During her set at Glastonbury Festival in the UK over the weekend, Rina Sawayama made comments likely directed at Matty Healy, the frontman of Sawayama’s Dirty Hit labelmates The 1975. Healy was also a director at the company until April, when his role was terminated.
“I wrote this next song because I was sick and tired of these microaggressions,” Sawayama told the crowd while introducing her song ‘STFU’. “So tonight, this goes out to a white man who watches Ghetto Gaggers and mocks Asian people on a podcast. He also owns my masters. I’ve had enough.”
Rina Sawayama: “I’ve Had Enough”
In February, Healy appeared on the podcast The Adam Friedland Show. During his appearance, he made reference to watching the racially-charged pornography series Sawayama mentioned above, which critics argue degrades Black women. At one point, Healy mentioned watching a scene in which a woman was “brutalised”.
Elsewhere on the appearance, hosts Adam Friedland and Nick Mullen mocked what they believed to be rapper Ice Spice‘s racial heritage, performing Hawaiian, Inuit and Chinese accents while Healy laughed along. Healy was criticised for his appearance on the podcast.
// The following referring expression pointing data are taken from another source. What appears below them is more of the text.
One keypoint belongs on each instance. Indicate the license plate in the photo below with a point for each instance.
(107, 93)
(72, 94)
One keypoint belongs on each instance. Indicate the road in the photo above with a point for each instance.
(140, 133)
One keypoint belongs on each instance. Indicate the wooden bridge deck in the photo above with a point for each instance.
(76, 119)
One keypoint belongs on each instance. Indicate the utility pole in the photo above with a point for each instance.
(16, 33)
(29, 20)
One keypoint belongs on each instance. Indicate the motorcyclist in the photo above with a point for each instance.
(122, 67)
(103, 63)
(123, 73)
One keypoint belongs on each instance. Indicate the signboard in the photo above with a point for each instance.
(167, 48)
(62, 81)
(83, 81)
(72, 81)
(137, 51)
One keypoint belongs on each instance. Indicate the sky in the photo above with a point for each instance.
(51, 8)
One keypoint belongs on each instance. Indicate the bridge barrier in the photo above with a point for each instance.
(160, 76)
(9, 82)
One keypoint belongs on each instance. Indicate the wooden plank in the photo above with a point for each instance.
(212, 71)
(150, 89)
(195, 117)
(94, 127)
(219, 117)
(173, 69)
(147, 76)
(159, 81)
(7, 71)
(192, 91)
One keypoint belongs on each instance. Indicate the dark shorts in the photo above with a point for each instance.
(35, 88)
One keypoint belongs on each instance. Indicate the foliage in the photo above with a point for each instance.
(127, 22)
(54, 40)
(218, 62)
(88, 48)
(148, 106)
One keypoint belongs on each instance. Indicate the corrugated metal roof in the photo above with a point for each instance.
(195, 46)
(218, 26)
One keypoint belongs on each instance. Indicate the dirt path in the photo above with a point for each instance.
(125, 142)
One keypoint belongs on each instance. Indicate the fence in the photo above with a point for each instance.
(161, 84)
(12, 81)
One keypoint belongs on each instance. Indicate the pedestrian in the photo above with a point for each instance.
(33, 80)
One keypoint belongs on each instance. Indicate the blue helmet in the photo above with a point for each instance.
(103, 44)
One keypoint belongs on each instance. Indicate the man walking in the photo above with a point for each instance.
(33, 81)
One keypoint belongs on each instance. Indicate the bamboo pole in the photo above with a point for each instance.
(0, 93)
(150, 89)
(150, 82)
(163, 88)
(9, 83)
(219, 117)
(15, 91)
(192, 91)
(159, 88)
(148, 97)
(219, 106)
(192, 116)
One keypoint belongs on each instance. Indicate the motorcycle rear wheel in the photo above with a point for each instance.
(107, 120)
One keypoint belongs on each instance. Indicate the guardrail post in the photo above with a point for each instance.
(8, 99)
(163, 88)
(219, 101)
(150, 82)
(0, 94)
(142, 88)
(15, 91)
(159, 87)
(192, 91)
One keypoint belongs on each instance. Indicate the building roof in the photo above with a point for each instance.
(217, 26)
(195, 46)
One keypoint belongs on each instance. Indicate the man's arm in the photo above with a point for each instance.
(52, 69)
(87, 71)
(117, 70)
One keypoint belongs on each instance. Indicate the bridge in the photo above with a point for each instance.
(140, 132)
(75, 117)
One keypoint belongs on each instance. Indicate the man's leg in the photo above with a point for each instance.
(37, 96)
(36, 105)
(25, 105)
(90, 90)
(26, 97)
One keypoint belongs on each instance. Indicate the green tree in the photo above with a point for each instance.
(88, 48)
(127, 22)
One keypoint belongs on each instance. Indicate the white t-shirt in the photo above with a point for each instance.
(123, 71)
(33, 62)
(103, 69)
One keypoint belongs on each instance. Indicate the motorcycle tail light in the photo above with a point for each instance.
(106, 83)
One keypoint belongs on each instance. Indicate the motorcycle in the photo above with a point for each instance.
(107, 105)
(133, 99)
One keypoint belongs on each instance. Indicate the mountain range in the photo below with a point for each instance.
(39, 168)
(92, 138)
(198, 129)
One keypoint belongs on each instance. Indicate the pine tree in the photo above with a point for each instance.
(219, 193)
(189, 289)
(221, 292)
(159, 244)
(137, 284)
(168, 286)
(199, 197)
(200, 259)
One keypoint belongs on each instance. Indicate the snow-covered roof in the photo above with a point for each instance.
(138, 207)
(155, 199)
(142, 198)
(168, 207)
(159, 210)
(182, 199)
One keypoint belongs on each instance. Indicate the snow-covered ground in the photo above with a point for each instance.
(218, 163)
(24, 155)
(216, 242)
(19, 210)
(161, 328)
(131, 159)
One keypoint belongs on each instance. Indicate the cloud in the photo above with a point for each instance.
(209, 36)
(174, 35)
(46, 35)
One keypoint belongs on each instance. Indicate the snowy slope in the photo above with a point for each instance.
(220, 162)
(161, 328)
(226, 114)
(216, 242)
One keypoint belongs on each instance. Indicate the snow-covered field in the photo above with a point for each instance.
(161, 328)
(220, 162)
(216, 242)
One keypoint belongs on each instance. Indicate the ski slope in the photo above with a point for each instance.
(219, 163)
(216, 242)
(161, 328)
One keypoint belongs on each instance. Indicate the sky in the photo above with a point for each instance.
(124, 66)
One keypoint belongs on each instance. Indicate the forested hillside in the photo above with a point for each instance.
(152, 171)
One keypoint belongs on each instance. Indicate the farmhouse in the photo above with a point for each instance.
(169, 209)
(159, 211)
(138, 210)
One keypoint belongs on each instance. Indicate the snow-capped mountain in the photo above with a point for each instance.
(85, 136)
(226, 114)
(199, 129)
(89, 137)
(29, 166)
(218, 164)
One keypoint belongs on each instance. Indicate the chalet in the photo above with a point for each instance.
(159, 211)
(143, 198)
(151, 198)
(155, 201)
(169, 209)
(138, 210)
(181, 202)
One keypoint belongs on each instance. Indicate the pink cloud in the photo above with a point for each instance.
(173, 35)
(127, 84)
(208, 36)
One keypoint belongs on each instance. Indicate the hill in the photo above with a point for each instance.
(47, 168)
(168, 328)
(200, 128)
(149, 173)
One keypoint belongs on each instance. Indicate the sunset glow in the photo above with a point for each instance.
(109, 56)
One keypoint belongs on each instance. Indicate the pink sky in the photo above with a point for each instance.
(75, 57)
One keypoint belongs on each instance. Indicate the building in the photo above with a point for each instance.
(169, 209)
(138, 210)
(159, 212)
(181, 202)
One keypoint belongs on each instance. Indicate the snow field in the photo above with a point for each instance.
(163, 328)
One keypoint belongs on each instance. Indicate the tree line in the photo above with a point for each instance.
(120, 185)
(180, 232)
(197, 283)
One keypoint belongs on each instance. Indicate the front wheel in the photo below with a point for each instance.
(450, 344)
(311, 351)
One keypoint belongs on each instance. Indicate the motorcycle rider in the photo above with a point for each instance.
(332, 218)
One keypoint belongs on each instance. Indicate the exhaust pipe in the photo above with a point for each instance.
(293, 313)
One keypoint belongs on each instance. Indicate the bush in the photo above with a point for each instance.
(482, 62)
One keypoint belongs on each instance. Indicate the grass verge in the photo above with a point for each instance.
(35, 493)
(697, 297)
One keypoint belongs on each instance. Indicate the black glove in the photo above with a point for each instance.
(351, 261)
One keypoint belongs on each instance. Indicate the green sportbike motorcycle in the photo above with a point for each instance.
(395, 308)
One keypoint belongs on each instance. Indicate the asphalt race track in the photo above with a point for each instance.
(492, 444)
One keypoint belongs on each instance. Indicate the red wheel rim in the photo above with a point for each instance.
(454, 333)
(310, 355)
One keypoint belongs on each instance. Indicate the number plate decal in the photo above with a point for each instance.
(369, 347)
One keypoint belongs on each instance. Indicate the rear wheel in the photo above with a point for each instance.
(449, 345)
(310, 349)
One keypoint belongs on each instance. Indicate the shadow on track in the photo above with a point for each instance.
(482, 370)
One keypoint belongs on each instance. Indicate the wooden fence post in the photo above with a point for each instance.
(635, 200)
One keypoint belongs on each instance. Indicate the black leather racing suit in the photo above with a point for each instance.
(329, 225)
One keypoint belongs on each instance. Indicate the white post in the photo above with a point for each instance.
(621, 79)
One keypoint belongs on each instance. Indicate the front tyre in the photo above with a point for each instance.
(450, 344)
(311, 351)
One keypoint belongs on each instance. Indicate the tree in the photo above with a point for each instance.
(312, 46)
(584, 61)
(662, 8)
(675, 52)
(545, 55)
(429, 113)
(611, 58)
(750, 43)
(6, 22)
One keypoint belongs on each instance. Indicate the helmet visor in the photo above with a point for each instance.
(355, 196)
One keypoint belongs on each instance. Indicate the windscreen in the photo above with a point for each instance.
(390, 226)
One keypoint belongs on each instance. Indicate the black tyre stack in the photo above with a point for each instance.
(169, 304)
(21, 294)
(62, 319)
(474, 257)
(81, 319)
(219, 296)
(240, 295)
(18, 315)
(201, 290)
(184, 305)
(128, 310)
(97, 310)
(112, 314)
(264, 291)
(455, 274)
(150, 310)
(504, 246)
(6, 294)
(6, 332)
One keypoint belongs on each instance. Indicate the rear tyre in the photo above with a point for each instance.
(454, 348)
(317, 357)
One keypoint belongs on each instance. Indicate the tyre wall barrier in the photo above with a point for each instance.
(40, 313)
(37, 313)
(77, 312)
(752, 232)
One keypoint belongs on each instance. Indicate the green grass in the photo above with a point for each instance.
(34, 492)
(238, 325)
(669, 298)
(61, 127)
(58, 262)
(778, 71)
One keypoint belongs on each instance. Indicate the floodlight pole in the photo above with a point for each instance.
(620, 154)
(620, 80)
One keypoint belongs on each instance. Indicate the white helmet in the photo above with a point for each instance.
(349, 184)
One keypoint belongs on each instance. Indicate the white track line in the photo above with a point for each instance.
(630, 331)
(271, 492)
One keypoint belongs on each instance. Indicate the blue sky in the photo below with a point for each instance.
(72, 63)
He later made an apology of sorts during a show in New Zealand “I just feel a bit bad, and I’m kind of a bit sorry if I’ve offended you. Ice Spice, I’m sorry,” Healy told the crowd.
Last month, Healy said his comments didn’t “actually matter” in a profile in The New Yorker by Jia Tolentino. “Nobody is sitting there at night slumped at their computer, and their boyfriend comes over and goes, ‘What’s wrong, darling?’ and they go, ‘It’s just this thing with Matty Healy.’ That doesn’t happen.”
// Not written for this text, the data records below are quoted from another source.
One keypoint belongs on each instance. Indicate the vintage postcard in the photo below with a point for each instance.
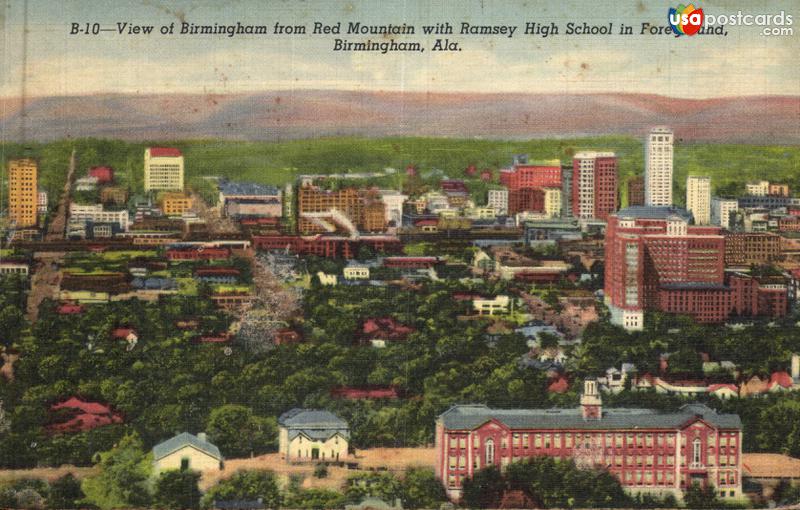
(363, 254)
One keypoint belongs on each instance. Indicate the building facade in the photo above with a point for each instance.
(187, 451)
(636, 190)
(658, 167)
(312, 435)
(536, 174)
(647, 450)
(175, 204)
(23, 193)
(721, 210)
(698, 199)
(751, 248)
(647, 247)
(594, 184)
(498, 200)
(163, 169)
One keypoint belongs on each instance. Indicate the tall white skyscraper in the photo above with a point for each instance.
(698, 198)
(658, 167)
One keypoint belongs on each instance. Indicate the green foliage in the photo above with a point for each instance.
(65, 493)
(421, 489)
(237, 432)
(699, 497)
(383, 486)
(247, 485)
(320, 471)
(484, 489)
(315, 499)
(124, 476)
(177, 490)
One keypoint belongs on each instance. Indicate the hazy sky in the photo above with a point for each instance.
(743, 63)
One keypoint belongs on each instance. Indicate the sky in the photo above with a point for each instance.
(742, 63)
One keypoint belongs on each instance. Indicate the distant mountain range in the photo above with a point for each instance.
(282, 115)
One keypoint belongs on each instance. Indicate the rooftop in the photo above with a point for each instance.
(174, 444)
(164, 152)
(469, 417)
(246, 188)
(653, 213)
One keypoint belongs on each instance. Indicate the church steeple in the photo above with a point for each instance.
(591, 403)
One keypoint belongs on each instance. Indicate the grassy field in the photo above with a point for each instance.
(729, 166)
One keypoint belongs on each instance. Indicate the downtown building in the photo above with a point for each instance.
(658, 167)
(594, 185)
(649, 451)
(163, 169)
(656, 260)
(698, 199)
(23, 194)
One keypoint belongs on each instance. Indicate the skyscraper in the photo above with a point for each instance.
(23, 195)
(594, 184)
(698, 199)
(658, 167)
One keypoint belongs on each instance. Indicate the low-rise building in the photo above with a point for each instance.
(187, 451)
(649, 451)
(312, 435)
(491, 306)
(175, 204)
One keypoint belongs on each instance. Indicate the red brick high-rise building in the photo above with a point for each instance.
(594, 184)
(526, 199)
(536, 174)
(648, 247)
(647, 450)
(656, 260)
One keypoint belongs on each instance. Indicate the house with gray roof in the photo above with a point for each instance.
(650, 451)
(312, 435)
(187, 451)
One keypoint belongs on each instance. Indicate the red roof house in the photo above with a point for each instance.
(164, 152)
(69, 309)
(76, 415)
(385, 328)
(103, 174)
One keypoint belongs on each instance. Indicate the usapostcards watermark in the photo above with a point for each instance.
(690, 20)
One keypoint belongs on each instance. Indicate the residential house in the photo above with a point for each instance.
(311, 434)
(187, 451)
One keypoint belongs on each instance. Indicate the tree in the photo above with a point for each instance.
(177, 490)
(699, 497)
(315, 499)
(484, 489)
(238, 432)
(65, 493)
(246, 485)
(379, 485)
(124, 475)
(421, 489)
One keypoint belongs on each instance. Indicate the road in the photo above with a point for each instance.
(58, 223)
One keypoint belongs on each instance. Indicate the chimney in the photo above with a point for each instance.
(591, 404)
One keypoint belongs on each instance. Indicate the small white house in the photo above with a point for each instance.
(356, 273)
(312, 435)
(187, 451)
(499, 304)
(326, 279)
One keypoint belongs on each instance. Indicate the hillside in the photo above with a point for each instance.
(287, 115)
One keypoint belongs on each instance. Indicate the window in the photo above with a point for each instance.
(489, 450)
(696, 452)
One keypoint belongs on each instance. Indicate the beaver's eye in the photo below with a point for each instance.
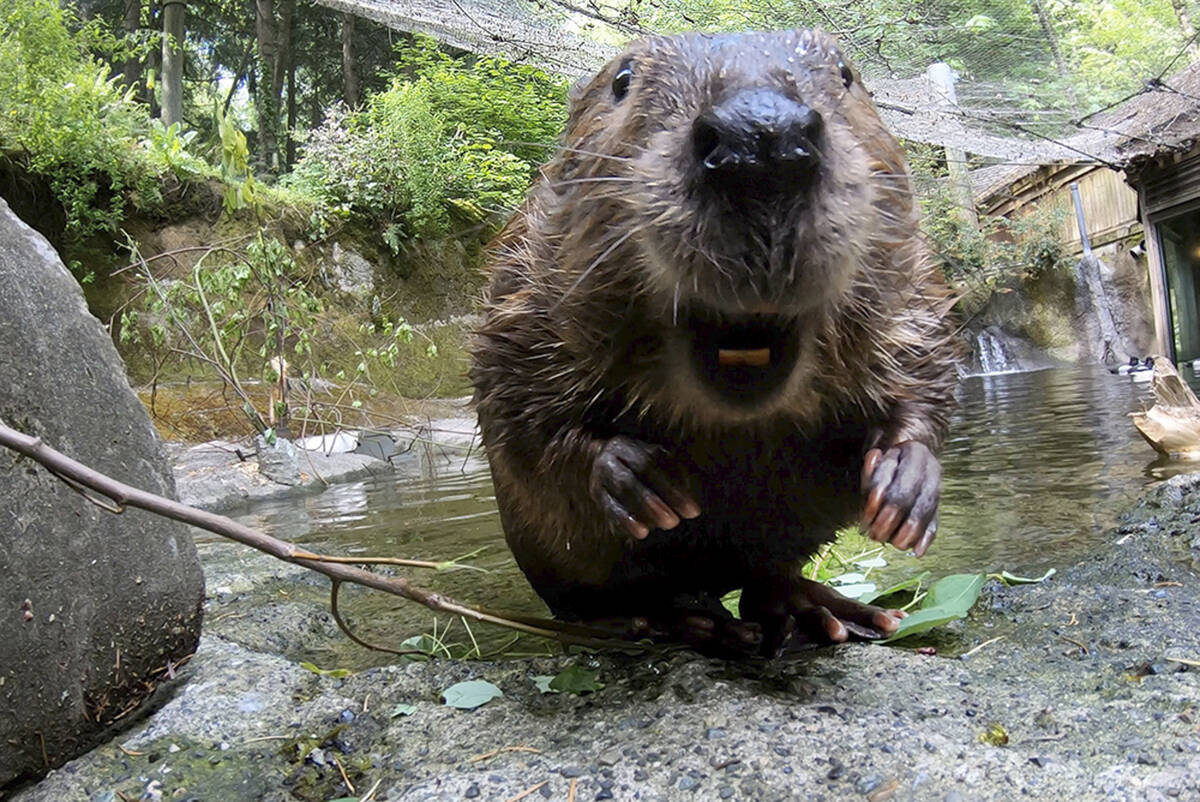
(622, 79)
(847, 75)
When Tolentino counters that that kind of thing might actually happen, Healy shrugs it off. “If it does,” he said, “you’re either deluded or you are, sorry, a liar. You’re either lying that you are hurt, or you’re a bit mental for being hurt. It’s just people going, ‘Oh, there’s a bad thing over there, let me get as close to it as possible so you can see how good I am.’ And I kind of want them to do that, because they’re demonstrating something so base level.”
Sawayama’s comments about Healy “owning” her master recordings likely relate to his previous position as director at Dirty Hit. Sawayama is signed to the British label, as are The 1975. In April, records showed Healy was no longer a director at the company.